Las velas ya estaban encendidas, cuerpos en llamas que destellaban luz, bailaban ante mis ojos y me hipnotizaban durante varios minutos. Al rededor de la mesa, iluminada por estas, el alboroto y desorden tomaba sitio. Todos acababan de llegar, eufóricos por reunirse de nuevo, se abrazaban mientras se ponían al día de todo lo que habían vivido después de la última Navidad. Mi familia siempre había estado separada por la distancia, y aunque hacíamos hasta lo imposible para vernos, nunca lográbamos ponernos de acuerdo. Dos días anuales nunca habían sido suficientes para compensar todo un año dispersos por distintas zonas del país, pero esta vez era aún más especial, llevábamos sin reunirnos dos años consecutivos. Después de tanto tiempo, todos habían crecido; Mis primos, ya con voz grave, superaban en altura a los abuelos, aunque ellos la disminuían conforme pasaba el tiempo.
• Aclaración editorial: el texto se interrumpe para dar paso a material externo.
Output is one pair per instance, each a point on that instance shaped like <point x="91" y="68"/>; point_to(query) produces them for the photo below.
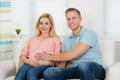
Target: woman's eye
<point x="46" y="23"/>
<point x="41" y="23"/>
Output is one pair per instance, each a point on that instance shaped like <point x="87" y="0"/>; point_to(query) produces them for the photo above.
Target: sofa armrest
<point x="7" y="68"/>
<point x="113" y="72"/>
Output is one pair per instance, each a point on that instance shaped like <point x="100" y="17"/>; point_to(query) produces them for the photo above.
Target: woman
<point x="45" y="40"/>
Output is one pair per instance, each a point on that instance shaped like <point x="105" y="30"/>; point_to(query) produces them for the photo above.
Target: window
<point x="20" y="16"/>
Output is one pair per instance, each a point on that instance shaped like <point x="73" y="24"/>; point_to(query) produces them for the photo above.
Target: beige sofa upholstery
<point x="8" y="68"/>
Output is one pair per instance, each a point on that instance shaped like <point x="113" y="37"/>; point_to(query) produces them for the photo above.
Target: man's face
<point x="73" y="20"/>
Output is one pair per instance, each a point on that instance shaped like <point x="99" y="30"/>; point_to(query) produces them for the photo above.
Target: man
<point x="80" y="49"/>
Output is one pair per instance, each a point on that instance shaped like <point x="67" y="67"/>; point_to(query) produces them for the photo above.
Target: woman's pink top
<point x="37" y="45"/>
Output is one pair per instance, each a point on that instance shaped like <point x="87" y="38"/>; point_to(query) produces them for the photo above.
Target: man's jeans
<point x="84" y="71"/>
<point x="27" y="72"/>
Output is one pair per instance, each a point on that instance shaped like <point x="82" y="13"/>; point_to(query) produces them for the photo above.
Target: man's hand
<point x="43" y="56"/>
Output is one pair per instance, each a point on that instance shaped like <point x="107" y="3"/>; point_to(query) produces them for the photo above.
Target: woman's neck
<point x="77" y="31"/>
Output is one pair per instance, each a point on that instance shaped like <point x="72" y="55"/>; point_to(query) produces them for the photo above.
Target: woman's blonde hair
<point x="52" y="29"/>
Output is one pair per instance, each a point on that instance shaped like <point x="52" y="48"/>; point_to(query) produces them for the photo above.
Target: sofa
<point x="8" y="68"/>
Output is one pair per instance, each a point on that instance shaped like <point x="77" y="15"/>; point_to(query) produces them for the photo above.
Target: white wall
<point x="92" y="12"/>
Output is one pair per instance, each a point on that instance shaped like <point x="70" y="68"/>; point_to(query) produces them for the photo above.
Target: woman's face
<point x="44" y="25"/>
Ya con los fogones apagados, todos los invitados se sentaron en sus respectivos asientos, mientras, los entrantes se hacían un hueco entre la cubertería más reluciente, las copas de champán y los platos, aquellos de las ocasiones especiales. A punto de dar la primera cucharada a la sopa, me percaté de que estas navidades había un nuevo comensal entre nosotros. Este ni comió el mejor de los corderos asados, tampoco bebió y mucho menos dio conversación durante toda la comida, de hecho, todo lo contrario, impedía que todos disfrutasen el tiempo en familia que tanto habían anhelado. Era capaz de capturar momentos para toda la eternidad, aunque sin ninguna maldad, acababa alejando a todos de la realidad. Así, sin esperarlo, las largas partidas de bingo, en las que los más pequeños cantaban las bolas y los mayores jugaban sus cartones, se convirtieron en silencios interminables, con la cabeza agachada y casi todos aferrados a este nuevo comensal, menos los abuelos. Ellos aún guardaban la pequeña esperanza de que todo volviese a la normalidad, de que todos dejásemos a un lado al dichoso invitado, que sin darnos cuenta, ya se había hecho un elemento más de nuestra sociedad.
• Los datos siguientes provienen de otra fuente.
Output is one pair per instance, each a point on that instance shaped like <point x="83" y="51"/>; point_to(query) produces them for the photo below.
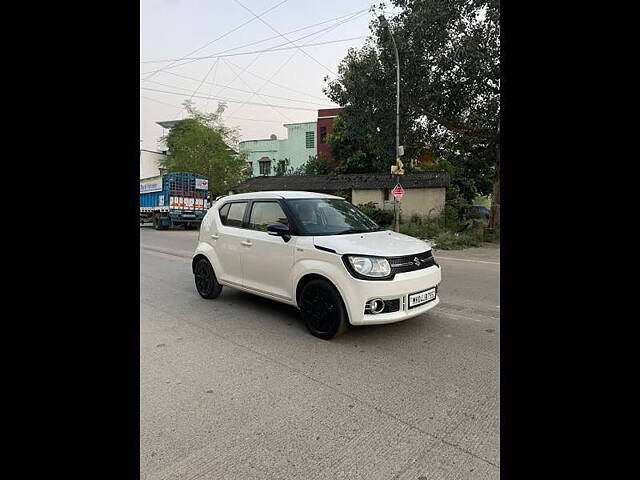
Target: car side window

Al despegar la mirada de el, ya habían pasado 4 horas, la sopa inacabada, fría. Al cordero aún le quedaba mucha carne alrededor de sus huesos, y el abuelo había abandonado su asiento. El comedor entero permanecía en silencio, hasta que los escalones de madera de la vieja escalera comenzaron a crujir hasta descubrir una decena de juegos de mesa entre los brazos de mi abuelo. Por fin la familia entera abrió los ojos, y el comensal abandonó el comedor.